Tell your doctor immediately and stop using Betaferon:
- if you experience symptoms such as itching all over your body, swelling of your face and/or your tongue or sudden shortness of breath.
- if you feel noticeably more sad or hopeless than before the treatment with Betaferon, or if you develop thoughts of suicide.
- if you notice any unusual bruising, excessive bleeding after injury or if you seem to be catching a lot of infections.
- if you have loss of appetite, fatigue, feeling sick (nausea), repeated vomiting, especially if you notice widespread itching, yellowing of the skin, or of the whites of the eyes or easy bruising.
- if you experience symptoms like irregular heart beat, swelling such as of the ankles or legs, or shortness of breath.

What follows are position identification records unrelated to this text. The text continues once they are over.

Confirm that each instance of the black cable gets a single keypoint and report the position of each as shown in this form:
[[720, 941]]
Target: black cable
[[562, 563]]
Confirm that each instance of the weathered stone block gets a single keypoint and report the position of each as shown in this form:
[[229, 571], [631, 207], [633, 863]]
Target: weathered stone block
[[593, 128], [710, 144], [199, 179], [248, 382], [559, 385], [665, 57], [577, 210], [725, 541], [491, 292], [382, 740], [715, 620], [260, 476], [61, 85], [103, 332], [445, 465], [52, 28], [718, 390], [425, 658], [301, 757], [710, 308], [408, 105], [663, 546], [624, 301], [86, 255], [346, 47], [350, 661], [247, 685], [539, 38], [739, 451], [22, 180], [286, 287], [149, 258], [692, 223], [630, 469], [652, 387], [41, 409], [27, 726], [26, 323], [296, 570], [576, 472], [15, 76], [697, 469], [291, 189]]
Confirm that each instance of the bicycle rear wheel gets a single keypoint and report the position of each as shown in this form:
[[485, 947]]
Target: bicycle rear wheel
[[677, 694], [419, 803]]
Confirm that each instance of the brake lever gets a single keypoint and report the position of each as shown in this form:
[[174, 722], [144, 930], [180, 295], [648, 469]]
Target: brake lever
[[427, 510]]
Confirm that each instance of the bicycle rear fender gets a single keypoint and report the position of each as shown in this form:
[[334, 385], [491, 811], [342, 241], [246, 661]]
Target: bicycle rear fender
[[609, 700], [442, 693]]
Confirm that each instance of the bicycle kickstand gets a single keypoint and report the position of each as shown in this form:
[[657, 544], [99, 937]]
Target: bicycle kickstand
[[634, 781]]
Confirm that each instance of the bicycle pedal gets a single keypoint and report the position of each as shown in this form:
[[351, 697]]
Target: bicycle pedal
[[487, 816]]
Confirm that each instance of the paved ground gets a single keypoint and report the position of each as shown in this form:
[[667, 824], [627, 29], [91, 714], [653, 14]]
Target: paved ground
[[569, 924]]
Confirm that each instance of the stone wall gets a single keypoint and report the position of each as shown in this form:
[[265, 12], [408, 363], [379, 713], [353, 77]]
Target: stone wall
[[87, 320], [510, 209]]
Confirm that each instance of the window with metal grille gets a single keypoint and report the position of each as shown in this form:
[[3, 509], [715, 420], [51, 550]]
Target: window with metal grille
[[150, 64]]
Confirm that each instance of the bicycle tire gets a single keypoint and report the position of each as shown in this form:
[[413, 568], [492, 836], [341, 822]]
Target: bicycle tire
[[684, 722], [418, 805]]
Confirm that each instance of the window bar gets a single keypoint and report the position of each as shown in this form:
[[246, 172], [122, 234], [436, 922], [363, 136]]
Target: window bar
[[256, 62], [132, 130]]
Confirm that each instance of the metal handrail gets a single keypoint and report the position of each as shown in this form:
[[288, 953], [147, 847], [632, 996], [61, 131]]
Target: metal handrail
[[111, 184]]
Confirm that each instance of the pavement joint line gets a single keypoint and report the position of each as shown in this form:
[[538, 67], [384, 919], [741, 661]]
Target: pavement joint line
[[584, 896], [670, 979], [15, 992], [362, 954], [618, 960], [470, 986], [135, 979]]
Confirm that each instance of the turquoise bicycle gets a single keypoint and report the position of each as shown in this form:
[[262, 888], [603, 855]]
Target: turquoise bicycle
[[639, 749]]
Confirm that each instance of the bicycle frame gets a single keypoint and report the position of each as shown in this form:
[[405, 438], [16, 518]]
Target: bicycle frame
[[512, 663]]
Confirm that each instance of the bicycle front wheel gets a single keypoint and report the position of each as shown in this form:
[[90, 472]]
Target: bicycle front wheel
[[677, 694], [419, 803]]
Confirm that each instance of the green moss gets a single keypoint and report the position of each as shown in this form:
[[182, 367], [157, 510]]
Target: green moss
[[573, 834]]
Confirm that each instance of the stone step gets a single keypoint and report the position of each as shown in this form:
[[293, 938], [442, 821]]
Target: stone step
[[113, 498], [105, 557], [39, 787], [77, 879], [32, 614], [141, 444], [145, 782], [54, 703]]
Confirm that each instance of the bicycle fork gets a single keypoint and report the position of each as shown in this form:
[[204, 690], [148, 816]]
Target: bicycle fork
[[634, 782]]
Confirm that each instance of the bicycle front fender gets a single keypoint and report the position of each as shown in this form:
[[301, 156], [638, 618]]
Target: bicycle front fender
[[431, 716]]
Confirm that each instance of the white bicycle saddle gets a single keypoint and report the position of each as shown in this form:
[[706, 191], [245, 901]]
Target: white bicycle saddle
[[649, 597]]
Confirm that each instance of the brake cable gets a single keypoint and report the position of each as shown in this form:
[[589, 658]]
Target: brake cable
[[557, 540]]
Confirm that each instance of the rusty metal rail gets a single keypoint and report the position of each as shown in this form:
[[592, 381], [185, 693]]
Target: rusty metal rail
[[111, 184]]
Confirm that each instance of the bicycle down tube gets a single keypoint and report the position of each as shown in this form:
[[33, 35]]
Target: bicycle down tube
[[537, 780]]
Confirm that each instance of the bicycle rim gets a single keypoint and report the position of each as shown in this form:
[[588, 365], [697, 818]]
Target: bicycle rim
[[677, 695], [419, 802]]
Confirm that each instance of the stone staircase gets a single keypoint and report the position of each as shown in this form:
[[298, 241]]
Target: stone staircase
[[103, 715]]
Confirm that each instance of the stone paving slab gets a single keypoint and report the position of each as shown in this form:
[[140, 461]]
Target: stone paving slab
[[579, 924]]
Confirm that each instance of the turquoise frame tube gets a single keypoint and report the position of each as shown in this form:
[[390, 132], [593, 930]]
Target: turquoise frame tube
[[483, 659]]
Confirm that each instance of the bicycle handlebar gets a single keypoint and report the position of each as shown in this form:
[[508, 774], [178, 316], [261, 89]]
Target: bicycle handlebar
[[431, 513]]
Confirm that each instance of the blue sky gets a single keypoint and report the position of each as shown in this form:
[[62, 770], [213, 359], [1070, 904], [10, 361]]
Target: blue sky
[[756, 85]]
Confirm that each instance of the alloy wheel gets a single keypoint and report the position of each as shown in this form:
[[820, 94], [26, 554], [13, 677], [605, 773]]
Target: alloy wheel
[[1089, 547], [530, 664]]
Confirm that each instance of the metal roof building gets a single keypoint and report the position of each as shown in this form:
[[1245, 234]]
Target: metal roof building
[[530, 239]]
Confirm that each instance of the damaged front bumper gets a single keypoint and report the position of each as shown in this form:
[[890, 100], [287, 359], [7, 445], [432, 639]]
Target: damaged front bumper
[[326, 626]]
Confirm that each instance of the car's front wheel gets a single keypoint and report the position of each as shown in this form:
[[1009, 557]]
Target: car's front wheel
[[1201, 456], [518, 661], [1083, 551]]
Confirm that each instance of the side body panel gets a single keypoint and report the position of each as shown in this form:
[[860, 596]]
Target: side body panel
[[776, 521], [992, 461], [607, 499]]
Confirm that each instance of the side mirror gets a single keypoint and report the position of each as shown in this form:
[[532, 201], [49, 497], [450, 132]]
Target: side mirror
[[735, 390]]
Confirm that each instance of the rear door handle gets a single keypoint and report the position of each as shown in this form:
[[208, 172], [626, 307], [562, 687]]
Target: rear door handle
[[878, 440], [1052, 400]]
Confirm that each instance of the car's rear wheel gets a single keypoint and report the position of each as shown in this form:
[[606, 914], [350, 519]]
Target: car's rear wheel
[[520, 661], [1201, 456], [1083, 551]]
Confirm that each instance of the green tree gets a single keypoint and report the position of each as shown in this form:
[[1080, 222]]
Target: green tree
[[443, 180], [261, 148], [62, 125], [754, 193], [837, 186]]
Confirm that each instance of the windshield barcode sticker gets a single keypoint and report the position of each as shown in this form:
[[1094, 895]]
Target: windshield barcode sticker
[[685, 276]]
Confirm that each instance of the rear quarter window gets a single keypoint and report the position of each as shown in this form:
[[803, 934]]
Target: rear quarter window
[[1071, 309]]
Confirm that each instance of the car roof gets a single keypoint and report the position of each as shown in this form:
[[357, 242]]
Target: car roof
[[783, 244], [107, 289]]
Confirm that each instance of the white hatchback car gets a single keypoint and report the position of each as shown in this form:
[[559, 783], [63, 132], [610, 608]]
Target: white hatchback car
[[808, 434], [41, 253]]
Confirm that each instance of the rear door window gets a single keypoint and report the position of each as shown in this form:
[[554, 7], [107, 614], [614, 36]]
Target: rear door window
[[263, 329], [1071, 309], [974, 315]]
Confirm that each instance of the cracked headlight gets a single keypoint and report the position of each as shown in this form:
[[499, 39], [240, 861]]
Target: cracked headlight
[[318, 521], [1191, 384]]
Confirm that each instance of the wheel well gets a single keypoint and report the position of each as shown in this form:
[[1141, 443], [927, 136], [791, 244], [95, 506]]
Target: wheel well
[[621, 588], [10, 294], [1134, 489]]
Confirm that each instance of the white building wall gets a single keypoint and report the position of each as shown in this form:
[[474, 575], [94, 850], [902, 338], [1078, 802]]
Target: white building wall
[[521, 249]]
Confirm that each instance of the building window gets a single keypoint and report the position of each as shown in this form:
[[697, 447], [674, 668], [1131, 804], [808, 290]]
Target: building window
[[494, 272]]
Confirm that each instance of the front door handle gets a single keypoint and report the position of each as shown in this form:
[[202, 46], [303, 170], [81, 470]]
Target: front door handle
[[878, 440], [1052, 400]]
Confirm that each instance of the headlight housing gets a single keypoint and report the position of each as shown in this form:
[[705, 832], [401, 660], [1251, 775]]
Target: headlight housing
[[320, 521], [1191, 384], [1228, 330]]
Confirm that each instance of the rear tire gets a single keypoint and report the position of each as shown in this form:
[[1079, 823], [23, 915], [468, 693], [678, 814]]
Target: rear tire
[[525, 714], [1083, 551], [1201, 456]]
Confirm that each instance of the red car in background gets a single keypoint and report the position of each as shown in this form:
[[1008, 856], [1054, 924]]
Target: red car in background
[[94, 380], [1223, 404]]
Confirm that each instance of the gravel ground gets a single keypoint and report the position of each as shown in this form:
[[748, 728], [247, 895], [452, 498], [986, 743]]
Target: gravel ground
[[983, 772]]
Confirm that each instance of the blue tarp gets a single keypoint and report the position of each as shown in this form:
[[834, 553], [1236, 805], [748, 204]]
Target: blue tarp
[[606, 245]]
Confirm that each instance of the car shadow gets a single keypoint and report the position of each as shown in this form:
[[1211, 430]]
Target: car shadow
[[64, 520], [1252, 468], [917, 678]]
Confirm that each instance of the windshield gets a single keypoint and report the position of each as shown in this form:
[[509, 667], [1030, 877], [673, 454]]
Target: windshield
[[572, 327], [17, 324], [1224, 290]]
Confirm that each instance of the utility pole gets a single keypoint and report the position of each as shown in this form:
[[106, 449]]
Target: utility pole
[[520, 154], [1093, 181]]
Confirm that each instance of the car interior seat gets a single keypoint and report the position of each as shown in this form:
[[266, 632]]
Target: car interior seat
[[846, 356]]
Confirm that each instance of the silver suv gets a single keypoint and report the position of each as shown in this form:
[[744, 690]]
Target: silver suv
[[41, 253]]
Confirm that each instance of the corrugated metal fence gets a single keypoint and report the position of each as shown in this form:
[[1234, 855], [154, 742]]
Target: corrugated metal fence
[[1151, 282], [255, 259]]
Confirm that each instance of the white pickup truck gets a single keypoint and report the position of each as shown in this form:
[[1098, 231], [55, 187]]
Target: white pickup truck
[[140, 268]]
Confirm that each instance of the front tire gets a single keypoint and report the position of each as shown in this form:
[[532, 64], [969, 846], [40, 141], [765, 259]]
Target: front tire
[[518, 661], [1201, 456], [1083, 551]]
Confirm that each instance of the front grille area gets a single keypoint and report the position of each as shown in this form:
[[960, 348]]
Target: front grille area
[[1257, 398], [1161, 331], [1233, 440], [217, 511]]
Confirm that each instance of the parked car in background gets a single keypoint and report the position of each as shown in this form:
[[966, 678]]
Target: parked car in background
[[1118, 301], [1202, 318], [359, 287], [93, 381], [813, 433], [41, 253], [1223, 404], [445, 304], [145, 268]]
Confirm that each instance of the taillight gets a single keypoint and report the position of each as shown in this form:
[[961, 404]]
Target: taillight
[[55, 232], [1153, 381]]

- if you notice pain in your belly which is radiating to your back, and/or you feel sick or have a fever.
Can I drink alcohol while taking it?
- There are no known interactions between alcohol and Betaferon.
- Always ask you doctor or pharmacist however as other medications you are taking may have a bearing on this.
What if I’m pregnant/breastfeeding?
If you are pregnant do not start using Betaferon.
- If you could get pregnant, you need to use contraception while you use Betaferon.
- If you are planning a baby or if you become pregnant while you are using Betaferon, tell your doctor. You and your doctor can discuss if you should carry on with treatment.
- If you are already pregnant, or think that you might be, talk to a doctor as soon as you can.
- If you want to breastfeed talk to your doctor first.
If you have any more questions please ask your Pharmacist.
Remember to keep all medicines out of reach of children
Please Note: We have made every effort to ensure that the content of this information sheet is correct at time of publish, but remember that information about drugs may change. This sheet does not list all the uses and side-effects associated with this drug. For full details please see the drug information leaflet which comes with your medicine. Your doctor will assess your medical circumstances and draw your attention to any information or side-effects which may be relevant in your particular case.